C. Conclusions du comité
C. Conclusions du comité- 207. Le comité rappelle que, dans le présent cas, les organisations
plaignantes ont allégué que le gouvernement ne prenait pas les mesures nécessaires, ni
en droit ni en pratique, pour autoriser la constitution d’un mouvement syndical libre et
démocratique et a en outre permis aux employeurs d’enfreindre le droit à la liberté
syndicale des travailleurs dans une quasi-impunité, évoquant notamment les actes de
discrimination antisyndicale commis dans l’entreprise Kraft/Mondelez.

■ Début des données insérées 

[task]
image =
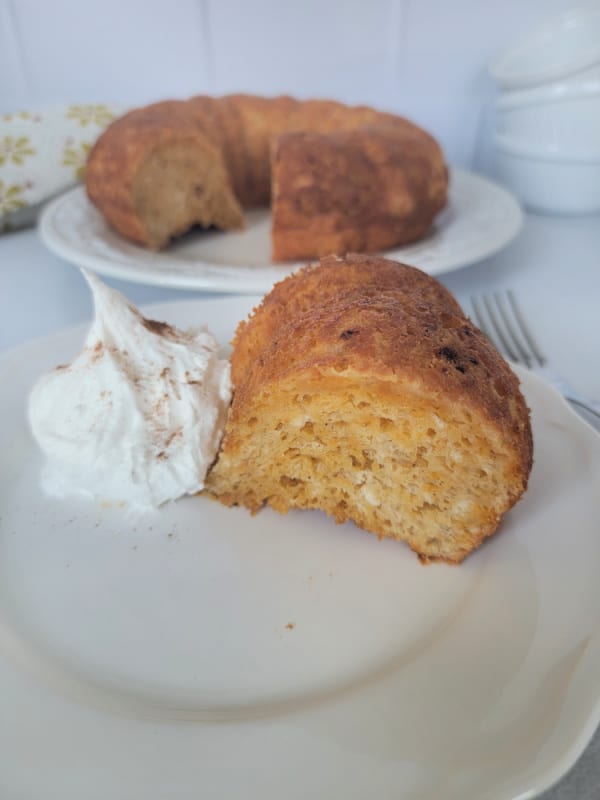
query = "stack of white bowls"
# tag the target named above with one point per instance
(547, 134)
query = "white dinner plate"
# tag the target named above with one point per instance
(479, 220)
(198, 651)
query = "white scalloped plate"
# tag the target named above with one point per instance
(202, 652)
(481, 218)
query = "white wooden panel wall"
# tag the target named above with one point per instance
(422, 58)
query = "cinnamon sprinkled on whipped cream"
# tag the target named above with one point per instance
(138, 416)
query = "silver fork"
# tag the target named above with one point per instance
(498, 315)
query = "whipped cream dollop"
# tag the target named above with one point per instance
(138, 416)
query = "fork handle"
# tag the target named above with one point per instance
(575, 398)
(587, 405)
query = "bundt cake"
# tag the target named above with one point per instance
(338, 177)
(360, 388)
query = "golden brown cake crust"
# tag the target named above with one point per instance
(372, 377)
(344, 177)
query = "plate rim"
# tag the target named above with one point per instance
(82, 256)
(571, 750)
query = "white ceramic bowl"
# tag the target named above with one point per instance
(553, 121)
(548, 183)
(557, 49)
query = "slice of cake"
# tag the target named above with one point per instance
(361, 389)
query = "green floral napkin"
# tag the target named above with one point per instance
(42, 153)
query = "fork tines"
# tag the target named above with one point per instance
(501, 320)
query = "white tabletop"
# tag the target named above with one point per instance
(553, 266)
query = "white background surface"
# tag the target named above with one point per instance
(425, 59)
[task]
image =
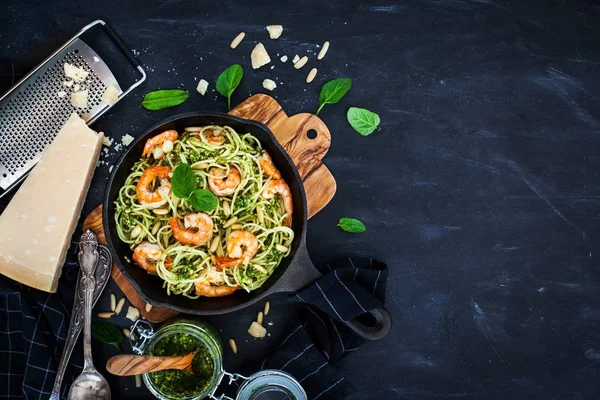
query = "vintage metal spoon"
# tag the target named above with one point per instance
(102, 275)
(131, 364)
(90, 384)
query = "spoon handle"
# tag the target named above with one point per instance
(88, 259)
(130, 364)
(102, 275)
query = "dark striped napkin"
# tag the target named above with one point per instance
(34, 325)
(313, 348)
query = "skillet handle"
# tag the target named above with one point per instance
(302, 273)
(383, 325)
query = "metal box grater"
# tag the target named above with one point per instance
(32, 112)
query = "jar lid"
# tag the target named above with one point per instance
(270, 385)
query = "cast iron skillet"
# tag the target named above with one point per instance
(295, 271)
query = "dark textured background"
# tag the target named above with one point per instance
(481, 189)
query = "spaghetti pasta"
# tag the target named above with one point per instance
(182, 267)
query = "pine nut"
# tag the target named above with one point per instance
(226, 208)
(323, 51)
(230, 222)
(167, 146)
(260, 215)
(301, 63)
(233, 346)
(260, 317)
(120, 305)
(158, 153)
(136, 231)
(200, 166)
(214, 244)
(311, 75)
(156, 227)
(235, 42)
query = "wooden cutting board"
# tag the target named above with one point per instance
(305, 138)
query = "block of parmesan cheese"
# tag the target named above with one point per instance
(37, 225)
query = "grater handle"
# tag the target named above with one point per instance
(119, 42)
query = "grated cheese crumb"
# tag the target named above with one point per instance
(275, 31)
(127, 139)
(269, 84)
(202, 87)
(75, 73)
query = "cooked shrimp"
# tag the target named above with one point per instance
(158, 140)
(267, 166)
(214, 285)
(241, 247)
(221, 184)
(157, 197)
(146, 255)
(278, 186)
(197, 229)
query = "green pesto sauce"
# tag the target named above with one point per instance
(176, 384)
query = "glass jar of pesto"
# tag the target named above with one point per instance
(190, 335)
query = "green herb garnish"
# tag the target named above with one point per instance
(184, 181)
(333, 91)
(184, 184)
(362, 120)
(203, 200)
(161, 99)
(229, 80)
(107, 333)
(352, 225)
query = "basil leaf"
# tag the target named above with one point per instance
(229, 80)
(161, 99)
(184, 181)
(333, 91)
(362, 120)
(352, 225)
(203, 200)
(107, 333)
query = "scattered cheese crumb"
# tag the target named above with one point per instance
(79, 99)
(132, 313)
(127, 139)
(236, 41)
(75, 73)
(259, 56)
(202, 86)
(301, 62)
(323, 51)
(269, 84)
(257, 330)
(275, 31)
(111, 95)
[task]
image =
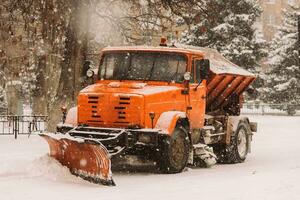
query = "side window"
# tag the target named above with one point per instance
(193, 72)
(197, 69)
(202, 69)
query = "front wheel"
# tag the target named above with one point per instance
(175, 151)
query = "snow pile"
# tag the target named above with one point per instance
(48, 168)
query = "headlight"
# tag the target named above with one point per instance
(144, 138)
(89, 73)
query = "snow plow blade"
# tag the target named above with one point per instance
(85, 158)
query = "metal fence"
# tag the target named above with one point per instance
(20, 125)
(271, 109)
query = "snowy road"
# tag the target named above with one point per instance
(272, 171)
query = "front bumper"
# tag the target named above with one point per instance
(118, 140)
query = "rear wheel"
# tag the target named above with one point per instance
(175, 151)
(237, 151)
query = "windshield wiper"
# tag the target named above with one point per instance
(151, 70)
(175, 74)
(128, 68)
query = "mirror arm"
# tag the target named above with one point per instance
(198, 85)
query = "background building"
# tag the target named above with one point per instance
(272, 14)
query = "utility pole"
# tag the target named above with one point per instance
(299, 39)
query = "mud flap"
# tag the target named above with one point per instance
(85, 158)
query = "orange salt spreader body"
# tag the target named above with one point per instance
(175, 106)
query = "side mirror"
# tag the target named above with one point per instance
(202, 69)
(90, 73)
(187, 76)
(86, 67)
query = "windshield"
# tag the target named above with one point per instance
(156, 66)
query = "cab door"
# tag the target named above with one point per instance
(197, 96)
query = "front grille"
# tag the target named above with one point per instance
(94, 101)
(121, 109)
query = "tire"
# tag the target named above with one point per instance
(175, 151)
(237, 151)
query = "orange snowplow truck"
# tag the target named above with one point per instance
(174, 106)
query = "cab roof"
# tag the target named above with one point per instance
(218, 63)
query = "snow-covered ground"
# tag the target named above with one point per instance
(271, 171)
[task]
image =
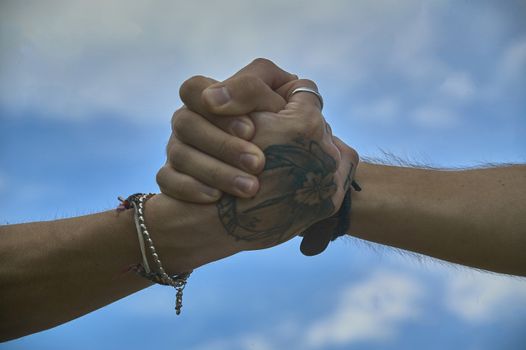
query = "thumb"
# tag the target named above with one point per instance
(241, 95)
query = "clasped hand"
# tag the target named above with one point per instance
(266, 161)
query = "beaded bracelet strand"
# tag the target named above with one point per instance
(136, 202)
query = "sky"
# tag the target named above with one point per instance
(87, 89)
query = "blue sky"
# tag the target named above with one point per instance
(438, 82)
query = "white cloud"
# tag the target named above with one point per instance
(512, 66)
(371, 310)
(458, 85)
(477, 297)
(3, 182)
(383, 111)
(432, 117)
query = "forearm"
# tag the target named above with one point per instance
(473, 217)
(52, 272)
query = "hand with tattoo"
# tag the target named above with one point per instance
(293, 172)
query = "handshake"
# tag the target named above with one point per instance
(251, 163)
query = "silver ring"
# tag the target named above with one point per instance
(304, 89)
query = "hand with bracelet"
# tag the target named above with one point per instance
(474, 217)
(52, 272)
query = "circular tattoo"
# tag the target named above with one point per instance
(297, 185)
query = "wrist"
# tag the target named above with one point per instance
(186, 235)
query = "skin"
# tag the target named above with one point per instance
(52, 272)
(476, 217)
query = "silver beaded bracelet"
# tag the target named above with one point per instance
(137, 201)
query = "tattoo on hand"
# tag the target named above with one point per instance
(297, 185)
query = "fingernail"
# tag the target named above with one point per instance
(249, 161)
(245, 184)
(211, 192)
(241, 129)
(216, 96)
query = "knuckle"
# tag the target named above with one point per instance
(250, 84)
(189, 84)
(177, 158)
(215, 175)
(181, 122)
(160, 177)
(263, 62)
(225, 148)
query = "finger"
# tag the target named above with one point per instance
(190, 93)
(242, 95)
(194, 130)
(300, 97)
(266, 70)
(211, 171)
(183, 187)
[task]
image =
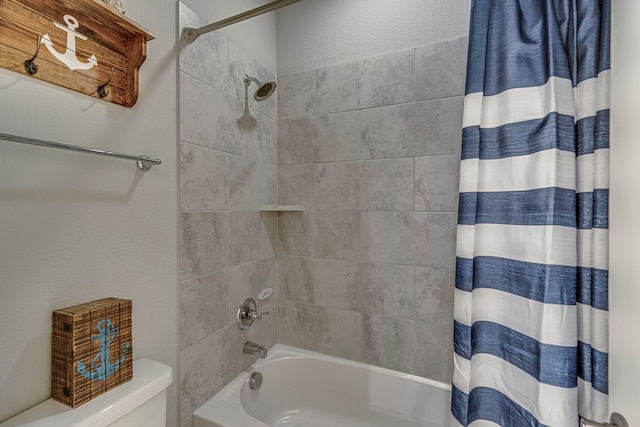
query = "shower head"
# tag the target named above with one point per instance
(265, 90)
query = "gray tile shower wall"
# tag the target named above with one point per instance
(228, 168)
(371, 148)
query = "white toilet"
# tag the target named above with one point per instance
(139, 402)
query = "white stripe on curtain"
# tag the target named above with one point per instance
(529, 103)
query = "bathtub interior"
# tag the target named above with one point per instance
(306, 389)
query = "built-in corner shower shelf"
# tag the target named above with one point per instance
(281, 208)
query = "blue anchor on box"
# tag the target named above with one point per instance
(101, 365)
(68, 57)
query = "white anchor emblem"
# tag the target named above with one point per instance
(69, 56)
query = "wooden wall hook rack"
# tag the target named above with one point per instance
(86, 43)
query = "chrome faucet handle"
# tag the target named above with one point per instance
(257, 316)
(247, 313)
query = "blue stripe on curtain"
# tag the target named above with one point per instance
(509, 140)
(546, 206)
(593, 209)
(594, 291)
(549, 364)
(553, 131)
(590, 367)
(519, 45)
(488, 404)
(524, 64)
(537, 282)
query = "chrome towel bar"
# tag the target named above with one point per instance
(144, 163)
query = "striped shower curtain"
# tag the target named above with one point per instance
(531, 319)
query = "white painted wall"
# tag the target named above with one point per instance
(74, 227)
(318, 33)
(256, 36)
(624, 291)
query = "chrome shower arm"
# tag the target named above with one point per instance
(191, 34)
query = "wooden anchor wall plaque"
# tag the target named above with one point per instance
(82, 45)
(91, 350)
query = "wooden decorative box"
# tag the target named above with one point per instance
(91, 350)
(82, 45)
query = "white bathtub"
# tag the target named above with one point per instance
(307, 389)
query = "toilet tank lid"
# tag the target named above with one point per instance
(149, 379)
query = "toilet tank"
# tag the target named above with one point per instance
(139, 402)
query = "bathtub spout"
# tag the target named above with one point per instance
(254, 349)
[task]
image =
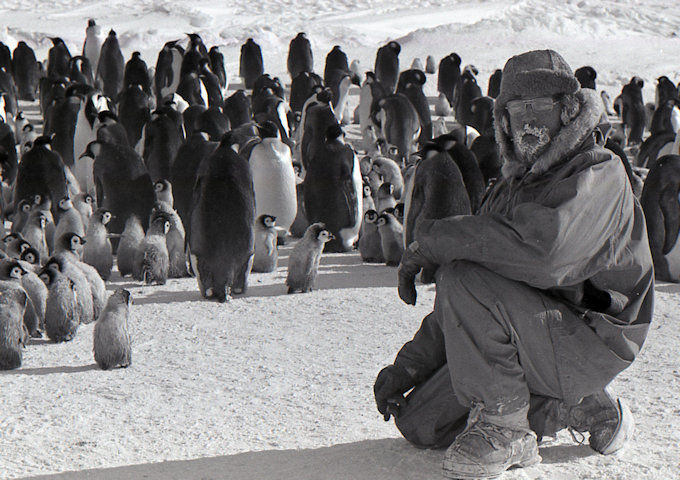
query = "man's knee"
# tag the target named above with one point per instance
(463, 274)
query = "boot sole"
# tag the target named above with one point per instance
(532, 459)
(625, 430)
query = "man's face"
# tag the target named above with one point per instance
(534, 121)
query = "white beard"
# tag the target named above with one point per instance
(528, 149)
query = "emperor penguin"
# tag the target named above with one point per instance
(223, 195)
(370, 246)
(333, 190)
(251, 64)
(266, 253)
(97, 250)
(303, 263)
(13, 301)
(68, 220)
(217, 66)
(271, 163)
(152, 261)
(111, 67)
(300, 56)
(174, 239)
(130, 241)
(62, 311)
(112, 344)
(34, 232)
(660, 201)
(93, 43)
(387, 65)
(67, 258)
(26, 71)
(391, 238)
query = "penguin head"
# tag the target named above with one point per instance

- 208. Le comité note que, dans des communications datées des 15 juillet
2014 et 10 mars 2015, le gouvernement fournit des informations concernant les départs à
la retraite, les licenciements et les transferts forcés présumés dans l’entreprise
susmentionnée. En particulier, le gouvernement indique que la plainte a été soumise à
l’examen indépendant de la Direction de la main-d’œuvre qui a conclu que: 1) le départ à
la retraite des 38 travailleurs a eu lieu conformément à la loi, sur la base des
demandes écrites présentées par les travailleurs, et tous les travailleurs ont reçu les
compensations financières auxquelles ils avaient droit; 2) les cinq travailleurs
licenciés ont été réintégrés (à la suite soit d’une conciliation soit d’une décision
judiciaire); enfin, 3) les transferts des 35 travailleurs se sont déroulés conformément
aux contrats de travail des intéressés et à la législation en vigueur. Le comité espère
fermement que les organisations syndicales pourront exercer pleinement leurs droits
syndicaux sans intimidations ni ingérences.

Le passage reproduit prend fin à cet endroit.